Ok, thanks blue, champagne!

In the context of the LCT project, I am less interested in finding new 17C's than I am in the recording of all the failures.

Bottom line for me is:

• is a hypothetical Find17C possible? One that effectively behaves as does Find18C, ie can return a definitive 0 or 1 according to whether or not a 17C puzzle exists on that grid (the actual puzzle would also be nice!)?

From LCT pov, it doesn't matter whether the function works on individual grids or on batches (provided it answers the question for all ED grids in the batch, of course!), or whether it does 2 passs, etc

• if yes, what might the average grid testing time be (roughly)?

Soon we will have completed the 19C status checking.
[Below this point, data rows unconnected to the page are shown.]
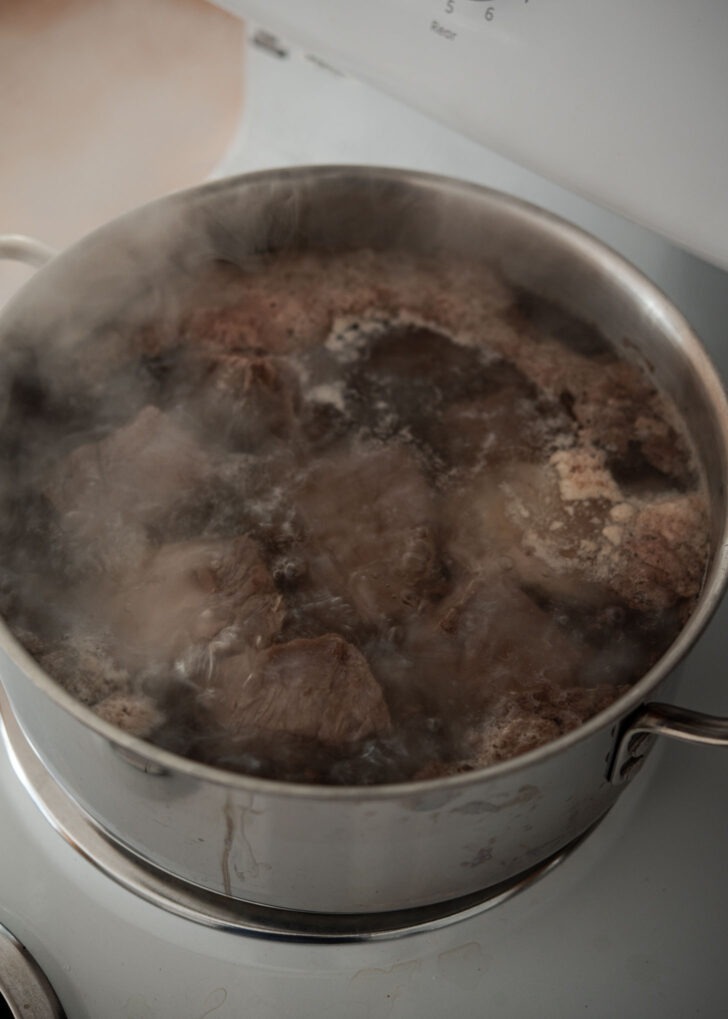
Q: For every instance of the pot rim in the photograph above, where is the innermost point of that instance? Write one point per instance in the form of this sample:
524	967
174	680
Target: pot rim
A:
631	280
Then, with LCT-18, we can probably find most 18C grids in a few months (by our morphing process, if indeed the majority of 18C puzzles are in fact {-1,+1}-connected).
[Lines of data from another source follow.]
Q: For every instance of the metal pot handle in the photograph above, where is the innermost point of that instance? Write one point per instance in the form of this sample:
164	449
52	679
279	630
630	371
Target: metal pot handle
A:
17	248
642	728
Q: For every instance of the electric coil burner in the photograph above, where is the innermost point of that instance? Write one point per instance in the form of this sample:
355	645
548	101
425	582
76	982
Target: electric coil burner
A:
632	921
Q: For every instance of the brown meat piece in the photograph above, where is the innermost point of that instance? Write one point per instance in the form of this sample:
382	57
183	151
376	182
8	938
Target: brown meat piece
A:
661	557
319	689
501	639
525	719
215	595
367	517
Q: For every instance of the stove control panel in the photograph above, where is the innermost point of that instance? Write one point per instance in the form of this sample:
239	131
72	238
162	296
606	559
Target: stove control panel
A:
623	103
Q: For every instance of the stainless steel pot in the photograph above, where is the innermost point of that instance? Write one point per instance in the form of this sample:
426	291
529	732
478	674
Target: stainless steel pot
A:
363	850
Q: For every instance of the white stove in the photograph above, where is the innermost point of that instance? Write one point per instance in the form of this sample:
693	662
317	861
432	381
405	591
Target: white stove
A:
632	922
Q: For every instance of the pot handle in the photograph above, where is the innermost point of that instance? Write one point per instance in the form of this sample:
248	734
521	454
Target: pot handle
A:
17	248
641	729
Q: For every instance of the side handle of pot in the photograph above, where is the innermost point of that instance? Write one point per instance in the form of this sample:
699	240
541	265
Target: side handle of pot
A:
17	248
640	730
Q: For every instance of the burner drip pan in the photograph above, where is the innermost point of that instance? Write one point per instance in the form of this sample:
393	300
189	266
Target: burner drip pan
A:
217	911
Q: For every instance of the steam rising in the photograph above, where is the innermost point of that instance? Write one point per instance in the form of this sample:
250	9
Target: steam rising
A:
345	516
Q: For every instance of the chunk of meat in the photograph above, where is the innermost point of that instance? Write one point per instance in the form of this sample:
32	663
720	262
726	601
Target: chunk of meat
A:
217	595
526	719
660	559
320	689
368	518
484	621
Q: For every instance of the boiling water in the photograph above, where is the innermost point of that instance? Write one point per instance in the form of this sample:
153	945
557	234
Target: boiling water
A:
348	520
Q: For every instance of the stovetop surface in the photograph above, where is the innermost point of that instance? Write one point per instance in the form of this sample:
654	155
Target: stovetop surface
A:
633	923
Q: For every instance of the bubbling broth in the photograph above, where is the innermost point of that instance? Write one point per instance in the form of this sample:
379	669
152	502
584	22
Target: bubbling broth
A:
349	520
This would reduce the potential 17C grid pool, of course, to 0.9 billion. (blue mentions the quantity "983,959,110" - is that a sampling prediction? )

So an LCT-17 project would look like this:

• Phase 1: this is actually just LCT-18 phase 1, the generation of as large an 18C pool as possible, and this is already kicking off

• Phase 2: do a "Find17C" on the resulting pool

• Phase 3: (later) do a "Find17C" on the remaining candidate grids

The thing is, most hypothetical new 17C's will likely be found in phase 2. Both phases are doable in some months without outside assistance. For example, if blue's estimates (2200 core days) are right, then my 16-core ThreadRipper (oh, did I mention that I'm expecting this new baby any day now? ), could certainly make a major contribution. Less time, of course with the complete Gang of Four.

(Phase 3 is of course only an aspiration at this stage)
Last edited by Mathimagics on Tue Oct 15, 2019 6:24 pm, edited 1 time in total.